In admirable economy of words, Nissen-Wade sums up the wish of women everywhere, the struggle for what satisfies and lasts, the largesse of love for person from person, without a hint of unnecessary drama, no soapbox in sight, no garish decoration, because none is needed. This is the lover she misses, this one, and none of the others. In that, saying it all.
Other near perfect poems are “Incarnation” (“What ancient wind now sucks and cries/at our stones and walled places?”), “Autumn” (“lost faces/drifting on memory”), and again the stunning economy of words expressing something nearly too big for words in “The Same Valleys” (“I’m with you and alone, it’s quiet, my outline fills”). Nissen-Wade’s talent is in using the bare bones of big ideas and letting the reader fill in their own outlines with the echo of their own experiences. She says, simply, what we suddenly recognize we have been trying and trying to say all along, now only gasp in recognition: yes!

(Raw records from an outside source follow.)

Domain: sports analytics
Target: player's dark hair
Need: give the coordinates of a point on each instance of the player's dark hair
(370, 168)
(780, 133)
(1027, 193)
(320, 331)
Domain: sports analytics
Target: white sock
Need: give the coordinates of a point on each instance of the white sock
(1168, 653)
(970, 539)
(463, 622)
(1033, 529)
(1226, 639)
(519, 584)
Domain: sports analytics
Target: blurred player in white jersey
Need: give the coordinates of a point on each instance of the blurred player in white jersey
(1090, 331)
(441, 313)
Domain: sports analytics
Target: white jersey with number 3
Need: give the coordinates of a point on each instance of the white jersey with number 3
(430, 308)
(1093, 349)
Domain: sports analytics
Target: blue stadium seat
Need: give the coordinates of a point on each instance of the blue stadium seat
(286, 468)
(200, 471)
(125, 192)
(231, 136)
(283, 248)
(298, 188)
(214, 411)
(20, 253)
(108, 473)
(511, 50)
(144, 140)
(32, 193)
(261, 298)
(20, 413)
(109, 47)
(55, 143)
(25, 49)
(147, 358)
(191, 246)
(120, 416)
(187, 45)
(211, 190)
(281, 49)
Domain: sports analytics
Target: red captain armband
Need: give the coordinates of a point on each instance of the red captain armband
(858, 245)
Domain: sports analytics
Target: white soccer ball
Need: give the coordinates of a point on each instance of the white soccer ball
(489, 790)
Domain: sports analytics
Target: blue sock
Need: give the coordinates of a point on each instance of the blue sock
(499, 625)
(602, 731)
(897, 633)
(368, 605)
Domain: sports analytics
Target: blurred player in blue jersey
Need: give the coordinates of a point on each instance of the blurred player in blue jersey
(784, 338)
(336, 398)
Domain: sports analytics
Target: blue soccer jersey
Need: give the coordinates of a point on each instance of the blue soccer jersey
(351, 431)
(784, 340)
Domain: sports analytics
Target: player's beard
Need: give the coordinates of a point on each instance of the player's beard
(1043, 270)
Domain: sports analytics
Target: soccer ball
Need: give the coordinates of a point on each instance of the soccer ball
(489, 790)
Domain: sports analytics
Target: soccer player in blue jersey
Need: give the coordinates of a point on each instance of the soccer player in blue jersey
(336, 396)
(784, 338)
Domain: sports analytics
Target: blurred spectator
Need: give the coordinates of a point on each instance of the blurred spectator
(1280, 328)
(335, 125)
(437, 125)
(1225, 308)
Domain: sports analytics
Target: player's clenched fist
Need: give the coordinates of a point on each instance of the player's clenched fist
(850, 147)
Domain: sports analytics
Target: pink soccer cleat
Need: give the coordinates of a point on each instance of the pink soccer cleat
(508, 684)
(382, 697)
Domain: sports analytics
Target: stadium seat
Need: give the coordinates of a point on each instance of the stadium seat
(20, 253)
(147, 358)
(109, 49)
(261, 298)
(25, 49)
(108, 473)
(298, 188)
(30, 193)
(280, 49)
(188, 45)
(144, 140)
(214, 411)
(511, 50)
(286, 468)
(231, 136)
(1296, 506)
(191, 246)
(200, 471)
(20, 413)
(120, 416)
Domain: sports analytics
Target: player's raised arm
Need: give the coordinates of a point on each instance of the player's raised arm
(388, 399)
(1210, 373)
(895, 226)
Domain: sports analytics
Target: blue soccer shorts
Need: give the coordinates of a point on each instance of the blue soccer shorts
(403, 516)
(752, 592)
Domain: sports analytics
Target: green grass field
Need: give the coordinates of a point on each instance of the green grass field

That’s it… exactly.
An occasional miss, as in “Writing the Prison” or a section called “From Small Poems of April, 1991” that could be eliminated entirely without lessening the value of the whole, doesn’t keep this collection from being an overall poetic goldmine. Even in that obligatory poem every poet seems to eventually write in some version about writing itself, Nissen-Wade’s “Always the Writing” is fresh and personal. The collection concludes with a fitting series of goodbye poems, written about the poet’s mother and a friend named Karen, observing and capturing the process of human disintegration without melodrama or pity.
“…Each word brings me/closer to the edge of being singular,/discovering my own pains and rewards…”
It takes courage to take on the turning points of life, the rites of passage, but what else truly matters? Nissen-Wade has not only the courage, but the skill and talent to do so successfully.